2025-08-09 21:09:17来源:四川在线编辑:蒋华

四川在线记者 余如波 受访者供图

历时15年,川籍摄影师刘莉奔波15万公里,走访16个乡村川剧团,拍摄17万张照片,全方位记录基层川剧团和川剧演员的台前幕后和苦辣酸甜。不久前,其中200余幅图片配以刘莉撰写的23万字生动文字,由广西师范大学出版社推出《余音在野:乡村川剧团影像记忆》一书。


《余音在野:乡村川剧团影像记忆》书影

8月9日下午,北京798映画廊,《余音在野——追寻乡村戏班十五年》摄影展拉开帷幕,呈现乡野中的传统文化生命力。摄影评论家、中国摄影家协会原副主席陈小波说,中国日行千里、沧海桑田,任何一个题材、任何一个人群都值得好好记录,都会成为历史的佐证。刘莉所记录的“二十一世纪初民间艺人自得其乐又无可奈何的境遇,多年后会更显其价值。”


川籍摄影师刘莉

刘莉希望以此展现川剧人对传统文化担当尽责的虔诚。“我把他们的无奈、艰辛、坚持用镜头记录下来,用光和影去还原那段历史的足迹。用一个摄影师的方式,期望让更多的人去关注他们,支持他们。”

展览开幕之际,四川在线记者对刘莉进行专访。后者向我们透露了拍摄乡村戏班的缘起,以及十余年间持续创作的幕后故事。


刘莉(右)拍摄乡村戏班

记者:乡村戏班是你从事摄影后的第一个纪实主题,为什么选择这个主题?

刘莉:我母亲爱听戏,小时候只要镇上来了剧团,就一定会带我去看大戏,所以我从小就有这种记忆和感受。我学摄影之后,当时有个朋友说内江英英川剧团还在演戏,我就想找一下童年里面的那种记忆。

我拍得最多的时间,是每年腊月到第二年的三四月。每个台口(民间戏班外出表演的场地)的生存空间和生活状态完全不一样,有些条件好一点,戏台下面就是房间,演员就有地方住;有些没有房间,稍微干燥的地方打地铺,潮湿的地方就只能搭板凳。成建制的专业剧团我也去看过,他们的服装、行头、妆容,肯定比民间戏班强,但我真是没找到感觉。专业剧团的戏台往往特别高,我们在下面都是“仰望”;民间戏班的很多戏台都特别矮,演员跟观众之间那种互动、感觉,给我的触动肯定是不一样的。


乡村戏班的台前与幕后

比如台上演的是一场苦情戏,我坐在下面能看见演员掉下的眼泪,如果是在那种很大的剧场里面,坐的位置又不是特别好,就根本看不到演员的表情。所以我觉得民间戏班更接地气,我更愿意去拍、去跟。

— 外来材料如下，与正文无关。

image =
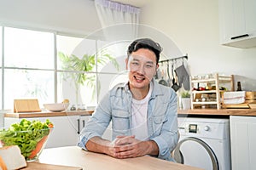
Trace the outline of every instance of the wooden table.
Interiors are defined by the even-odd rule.
[[[79,167],[82,167],[84,170],[201,169],[148,156],[129,159],[116,159],[107,155],[85,151],[78,146],[45,149],[39,156],[38,162],[40,163]]]

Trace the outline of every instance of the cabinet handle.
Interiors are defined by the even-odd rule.
[[[80,119],[78,119],[78,134],[80,134]]]
[[[83,120],[83,128],[84,128],[84,126],[85,126],[85,121],[84,120]]]
[[[235,40],[235,39],[241,38],[241,37],[249,37],[249,35],[248,34],[244,34],[244,35],[241,35],[241,36],[233,37],[231,37],[231,40]]]

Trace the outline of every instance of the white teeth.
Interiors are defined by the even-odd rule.
[[[137,76],[134,76],[135,77],[135,79],[137,79],[137,80],[144,80],[145,78],[144,77],[137,77]]]

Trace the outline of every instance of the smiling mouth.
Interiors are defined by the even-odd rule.
[[[135,80],[137,80],[137,82],[143,82],[143,80],[145,80],[145,77],[143,77],[143,76],[133,76],[133,77],[134,77]]]

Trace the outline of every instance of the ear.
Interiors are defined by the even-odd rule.
[[[154,71],[154,76],[155,76],[155,75],[157,74],[157,70],[158,70],[158,68],[159,68],[159,64],[156,65],[155,71]]]
[[[128,70],[128,57],[126,57],[125,59],[125,65],[126,65],[125,69]]]

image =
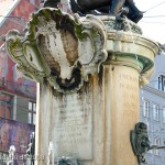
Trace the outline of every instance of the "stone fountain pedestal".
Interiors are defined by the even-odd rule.
[[[38,81],[35,165],[138,165],[130,131],[139,122],[139,88],[158,45],[131,21],[32,15],[25,36],[7,35],[18,69]]]

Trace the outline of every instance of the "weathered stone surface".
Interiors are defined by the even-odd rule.
[[[54,162],[66,156],[79,165],[138,165],[130,131],[139,122],[139,82],[150,78],[158,45],[129,21],[124,30],[114,23],[45,9],[33,15],[26,41],[8,33],[18,68],[40,82],[36,155],[45,160],[36,165],[47,164],[50,142]]]

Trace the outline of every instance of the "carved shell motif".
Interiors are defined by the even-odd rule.
[[[9,31],[6,44],[25,76],[37,81],[46,78],[57,91],[72,92],[107,59],[106,34],[95,15],[80,21],[58,9],[44,8],[32,14],[24,36]]]

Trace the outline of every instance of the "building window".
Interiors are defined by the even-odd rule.
[[[143,101],[143,116],[148,118],[148,114],[150,114],[150,102],[144,100]]]
[[[160,139],[155,139],[154,144],[155,144],[156,146],[160,146],[161,140],[160,140]],[[155,155],[158,155],[158,150],[155,150],[154,153],[155,153]]]
[[[158,105],[153,105],[153,118],[154,120],[158,121],[160,120],[160,107]]]
[[[165,107],[163,107],[163,123],[165,123]]]
[[[35,116],[36,116],[36,103],[33,101],[29,102],[29,123],[35,124]]]
[[[162,91],[165,91],[165,76],[164,75],[158,76],[158,89]]]
[[[13,99],[14,96],[1,92],[0,94],[0,117],[13,119]]]

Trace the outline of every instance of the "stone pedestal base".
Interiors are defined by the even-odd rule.
[[[74,157],[80,165],[138,165],[130,131],[139,122],[139,73],[131,67],[105,65],[80,91],[59,95],[41,84],[36,155],[47,163]]]

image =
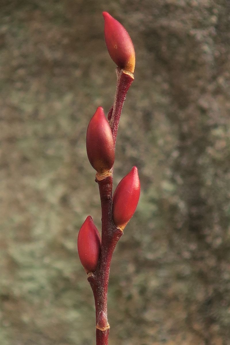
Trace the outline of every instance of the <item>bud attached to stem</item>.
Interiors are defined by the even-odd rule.
[[[113,196],[113,217],[123,230],[132,217],[138,203],[140,185],[137,168],[133,167],[120,181]]]
[[[135,50],[129,35],[123,25],[108,12],[102,14],[106,43],[111,58],[120,68],[133,73]]]
[[[111,128],[101,107],[89,124],[86,149],[90,164],[98,174],[103,175],[110,170],[114,163],[115,148]]]
[[[101,251],[101,237],[92,217],[88,216],[80,229],[78,237],[78,255],[87,273],[96,270]]]

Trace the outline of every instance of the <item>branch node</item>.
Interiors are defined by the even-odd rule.
[[[96,326],[96,328],[97,329],[100,329],[102,332],[104,332],[105,331],[107,331],[107,329],[109,329],[110,328],[110,326],[108,323],[107,323],[105,327],[100,327],[99,325],[97,325]]]

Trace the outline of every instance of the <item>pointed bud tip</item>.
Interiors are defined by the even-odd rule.
[[[101,237],[92,218],[88,216],[81,227],[78,236],[80,261],[87,272],[97,268],[101,250]]]
[[[89,124],[86,149],[90,164],[99,175],[109,171],[114,163],[115,148],[111,128],[102,107],[98,107]]]
[[[140,185],[136,167],[118,184],[113,196],[113,216],[115,224],[122,230],[132,217],[137,206]]]
[[[108,12],[102,12],[104,20],[104,37],[110,57],[119,67],[133,73],[135,54],[129,33],[118,20]]]

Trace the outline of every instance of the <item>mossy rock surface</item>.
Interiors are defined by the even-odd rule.
[[[95,343],[77,252],[101,217],[86,129],[113,101],[101,12],[130,33],[135,79],[114,186],[142,186],[114,253],[111,345],[229,345],[228,0],[2,0],[1,345]]]

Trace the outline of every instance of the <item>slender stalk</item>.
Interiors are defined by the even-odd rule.
[[[113,221],[112,175],[103,179],[98,176],[96,181],[99,186],[101,204],[101,252],[97,269],[89,274],[88,280],[95,302],[97,345],[108,345],[110,327],[107,319],[107,301],[110,263],[113,250],[123,231],[116,228]]]
[[[108,119],[112,130],[114,144],[116,142],[120,118],[126,95],[134,79],[132,73],[119,67],[116,69],[116,72],[117,81],[114,103],[112,114],[112,107],[108,114]]]
[[[120,118],[127,92],[133,80],[133,75],[118,67],[117,82],[114,103],[109,112],[108,118],[114,144]],[[107,294],[112,256],[122,230],[117,228],[112,214],[112,196],[113,169],[106,177],[96,175],[101,205],[101,251],[97,270],[89,274],[88,280],[95,302],[97,345],[108,345],[110,326],[107,318]]]

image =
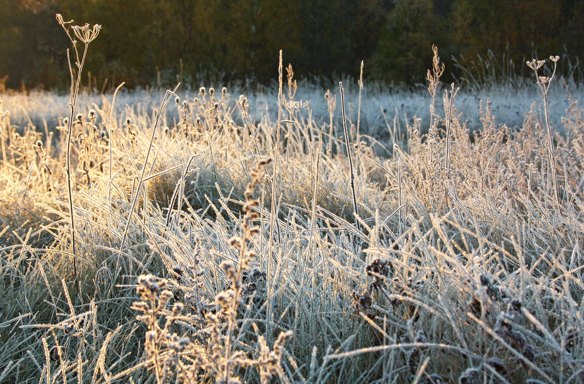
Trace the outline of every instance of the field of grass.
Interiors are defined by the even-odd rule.
[[[584,382],[582,86],[440,69],[1,95],[0,382]]]

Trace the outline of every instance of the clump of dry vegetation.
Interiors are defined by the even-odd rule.
[[[387,158],[280,71],[276,122],[224,88],[0,111],[0,382],[582,382],[584,112],[555,133],[553,76],[544,116],[470,132],[434,50]]]

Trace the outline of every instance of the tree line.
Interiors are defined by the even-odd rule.
[[[269,83],[280,49],[300,78],[358,76],[364,60],[366,78],[406,85],[424,82],[432,44],[447,81],[527,76],[525,60],[552,54],[573,75],[584,53],[582,0],[0,0],[0,86],[12,88],[67,88],[57,12],[103,26],[85,79],[98,90],[178,77]]]

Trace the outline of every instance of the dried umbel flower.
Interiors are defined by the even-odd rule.
[[[59,359],[59,356],[61,355],[61,351],[59,351],[59,348],[57,347],[53,347],[51,348],[51,350],[48,352],[48,357],[50,358],[51,361],[57,361]]]

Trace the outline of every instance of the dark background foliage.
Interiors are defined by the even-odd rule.
[[[527,75],[525,60],[552,54],[573,76],[584,53],[582,0],[0,0],[0,9],[2,88],[67,88],[57,12],[103,26],[86,64],[98,90],[267,84],[280,49],[298,78],[356,77],[363,60],[366,76],[406,85],[424,82],[433,44],[447,81],[479,81],[485,65],[491,76]]]

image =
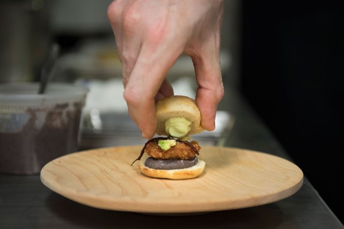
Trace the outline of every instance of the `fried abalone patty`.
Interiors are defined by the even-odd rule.
[[[201,146],[197,141],[191,141],[190,143],[198,152],[200,151]],[[162,159],[188,160],[193,158],[196,155],[195,151],[190,146],[178,142],[175,146],[164,151],[159,147],[156,143],[152,141],[147,144],[144,153],[154,158]]]

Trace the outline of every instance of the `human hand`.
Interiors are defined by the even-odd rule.
[[[155,101],[173,95],[165,76],[183,53],[194,64],[201,124],[215,128],[224,93],[219,61],[223,9],[223,0],[116,0],[109,6],[124,98],[144,137],[155,133]]]

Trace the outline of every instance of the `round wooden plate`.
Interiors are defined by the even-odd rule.
[[[142,146],[81,152],[57,158],[41,171],[53,191],[95,208],[144,213],[212,212],[260,205],[286,198],[303,174],[290,161],[247,150],[204,146],[200,176],[172,180],[146,176],[131,162]],[[142,159],[141,159],[142,160]]]

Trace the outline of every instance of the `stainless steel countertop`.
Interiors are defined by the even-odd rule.
[[[291,159],[235,90],[226,90],[220,107],[235,117],[225,145],[263,151]],[[202,215],[171,217],[93,208],[51,191],[41,183],[39,176],[0,175],[0,228],[187,227],[344,229],[307,178],[296,194],[273,203]]]

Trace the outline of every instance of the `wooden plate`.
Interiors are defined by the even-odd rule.
[[[204,146],[201,175],[189,180],[147,177],[136,162],[142,146],[71,153],[46,165],[42,183],[95,208],[145,213],[212,212],[274,202],[296,192],[303,174],[280,157],[246,150]]]

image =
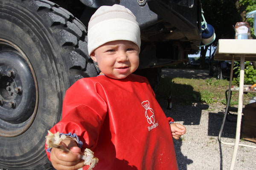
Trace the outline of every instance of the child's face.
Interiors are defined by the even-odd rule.
[[[101,71],[110,77],[120,79],[134,72],[139,66],[139,47],[134,42],[117,40],[107,42],[90,57]]]

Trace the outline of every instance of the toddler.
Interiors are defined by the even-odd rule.
[[[83,167],[86,148],[99,159],[94,170],[177,169],[172,138],[186,129],[166,118],[147,79],[132,74],[140,36],[135,17],[123,6],[103,6],[92,16],[88,50],[102,74],[66,92],[62,120],[50,131],[69,136],[63,142],[72,153],[47,151],[57,170]]]

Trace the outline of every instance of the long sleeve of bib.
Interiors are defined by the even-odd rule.
[[[93,150],[96,145],[108,112],[105,101],[97,95],[100,88],[98,85],[79,81],[69,88],[63,102],[62,119],[50,130],[53,133],[75,133],[83,143],[82,150]]]

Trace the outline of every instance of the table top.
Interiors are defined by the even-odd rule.
[[[244,85],[244,93],[256,93],[256,86],[251,88],[252,85]],[[231,87],[231,91],[239,91],[239,87],[233,85]]]
[[[214,54],[216,60],[240,61],[244,54],[245,61],[256,61],[256,40],[220,39]]]

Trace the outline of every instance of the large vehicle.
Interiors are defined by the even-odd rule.
[[[99,6],[114,4],[137,17],[136,73],[153,88],[160,67],[198,50],[200,0],[0,0],[0,169],[51,168],[45,136],[61,118],[65,92],[100,71],[88,54],[88,22]]]

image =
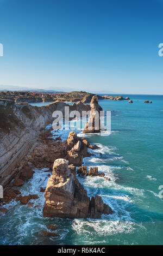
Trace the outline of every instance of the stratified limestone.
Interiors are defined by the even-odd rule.
[[[92,97],[90,106],[91,110],[90,117],[83,132],[84,133],[99,133],[101,130],[100,111],[103,109],[98,105],[97,95]]]
[[[86,190],[71,173],[68,165],[68,162],[62,158],[54,163],[52,175],[45,193],[43,216],[98,218],[102,214],[112,213],[111,209],[100,197],[92,197],[90,200]]]
[[[74,132],[71,132],[67,140],[67,155],[66,159],[70,164],[78,166],[82,165],[84,157],[90,156],[87,152],[87,146],[77,137]]]

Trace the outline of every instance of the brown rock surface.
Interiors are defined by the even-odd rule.
[[[102,108],[98,105],[98,96],[92,97],[90,106],[91,110],[89,121],[84,128],[84,133],[99,133],[101,130],[100,111]]]
[[[99,218],[101,214],[108,214],[109,211],[104,210],[104,204],[100,197],[92,197],[90,203],[86,190],[74,178],[68,165],[68,161],[64,159],[57,159],[54,163],[52,175],[48,180],[45,193],[43,216],[95,218]]]

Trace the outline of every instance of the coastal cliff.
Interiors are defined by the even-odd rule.
[[[80,113],[90,109],[89,105],[81,102],[70,106],[55,102],[37,107],[0,100],[1,184],[5,186],[11,180],[20,162],[35,148],[40,132],[52,123],[53,111],[60,110],[64,117],[65,106]]]

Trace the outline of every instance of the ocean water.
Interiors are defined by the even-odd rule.
[[[22,194],[37,194],[31,200],[36,208],[12,201],[0,216],[0,244],[3,245],[162,245],[163,96],[126,95],[134,102],[99,100],[111,111],[111,133],[83,134],[99,146],[85,158],[88,166],[98,166],[102,177],[80,177],[89,196],[100,195],[114,210],[101,219],[49,218],[42,216],[45,199],[39,192],[50,172],[35,169],[33,178],[21,187]],[[148,99],[152,104],[145,104]],[[63,140],[68,130],[58,132]],[[47,169],[46,169],[47,170]],[[163,186],[162,186],[163,188]],[[162,197],[163,198],[163,197]],[[41,231],[54,224],[59,236],[46,238]]]

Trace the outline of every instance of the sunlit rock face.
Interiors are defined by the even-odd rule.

记者:15年里一共拍了16个乡村戏班,你是怎么跟他们接上线的?

刘莉:英英川剧团每年放两次假,一次是夏天最热的时候,一次是最冷的时候。最冷的时候演员要去唱庙戏,庙戏的收入高。民间戏班的演员是流动的,不在英英川剧团演,就去其他戏班演,每次去拍的时候,班子里的成员都不一样,除了班主是固定的。

一个戏班不可能长期只用同一批演员,观众看久了就烦了,所以要不断地换演员。比如大英县贵英川剧团,固定成员就是夫妻加上儿子、媳妇一共5个人,其他人要不断去请、不断换人。不同演员到戏班来,所以我就认识了好多演员,然后跟着他们再去其他班子。


川剧戏班祖孙三代其乐融融

有时候一个戏班出去唱戏,就在微信里给我留言说:“刘妹儿,明天我们要去哪里唱戏了,你来不来。”我有时间的时候,也会主动问他们,请他们给我发个定位。拍了这么多年,我也晓得他们在哪个时间段开始演戏,然后就会去了解一下,问他们到哪个台口。

记者:乡村戏班大都在乡下演出,流动性很强,你是如何跟踪的?

刘莉:出去拍摄一次,最少都是十几二十天,有时候一个多月,一个戏班跟两三个台口,又换个戏班跟两三个台口。跟一个戏班太久了,拍摄也会疲劳,所以几个戏班来回换。

外出拍摄的交通,差不多都靠自己开车。最开始我们家有一台小车,以前有些农村的路真的不好,每次回来都要去修整一下底盘。有时候我还带演员转场,他们原来都坐三轮车,或者那种客货混装的车子。我每次带几个演员,他们可以少喊个车,省点钱,或者至少稍微安全一点。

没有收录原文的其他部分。